An unmanned K-MAX helicopter has shown it could evacuate wounded troops from a combat zone, Lockheed Martin [LMT] announced April 29.

During a March 26 demonstration, ground operators used a Neya Systems UxInterceptor unmanned ground vehicle to assess the condition of a “casualty,” which was a 30-pound mannequin simulating an injured person, and to search for a safe landing area for K-MAX, Lockheed Martin said. K-MAX then flew to the designated landing site, where the mannequin was strapped into a seat on the side of the aircraft and flown to safety.
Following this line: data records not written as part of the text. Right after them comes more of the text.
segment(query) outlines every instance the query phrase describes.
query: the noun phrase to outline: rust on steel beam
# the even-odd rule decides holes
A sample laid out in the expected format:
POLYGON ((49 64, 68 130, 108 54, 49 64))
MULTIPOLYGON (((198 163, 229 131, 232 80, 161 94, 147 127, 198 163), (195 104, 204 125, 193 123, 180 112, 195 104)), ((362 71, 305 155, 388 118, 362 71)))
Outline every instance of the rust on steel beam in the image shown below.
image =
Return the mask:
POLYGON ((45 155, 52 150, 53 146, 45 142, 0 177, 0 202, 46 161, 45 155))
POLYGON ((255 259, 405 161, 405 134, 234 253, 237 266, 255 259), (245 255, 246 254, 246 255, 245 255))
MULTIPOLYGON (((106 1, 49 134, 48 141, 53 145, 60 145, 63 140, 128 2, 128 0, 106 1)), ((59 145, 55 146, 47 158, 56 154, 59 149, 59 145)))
During a recent demonstration, an unmanned K-MAX helicopter transported a simulated wounded warfighter to safety. (Photo courtesy of Lockheed Martin)
During a recent demonstration, an unmanned K-MAX helicopter transported a simulated wounded warfighter to safety. (Photo courtesy of Lockheed Martin)

“It essentially simulated an end-to-end robotic mission–how ground vehicles and air vehicles could be used collaboratively to conduct” unmanned casualty evacuation, said Jon McMillen, Lockheed Martin’s business development lead for unmanned K-MAX.

The demonstration was sponsored by the Office of the Secretary of Defense (OSD) and took place at Kaman Aerospace [KAMN] in Bloomfield, Conn. Kaman builds K-MAX, and Lockheed Martin supplies the helicopter’s mission suite. Neya, a small business in western Pennsylvania, provided a tablet controller that could control both K-MAX and UxInterceptor using the OSD-sponsored unmanned aerial system (UAS) control segment architecture.

The event was the latest in a series of efforts to show potential new uses for K-MAX, which transported millions of pounds of cargo for U.S. Marines during the nearly three years it was deployed in Afghanistan. In tests last year, K-MAX doused fires with tons of water and delivered an unmanned ground vehicle to soldiers defending a simulated village. McMillen told reporters that Lockheed Martin hopes to do a K-MAX firefighting demonstration for the Department of Interior sometime this year.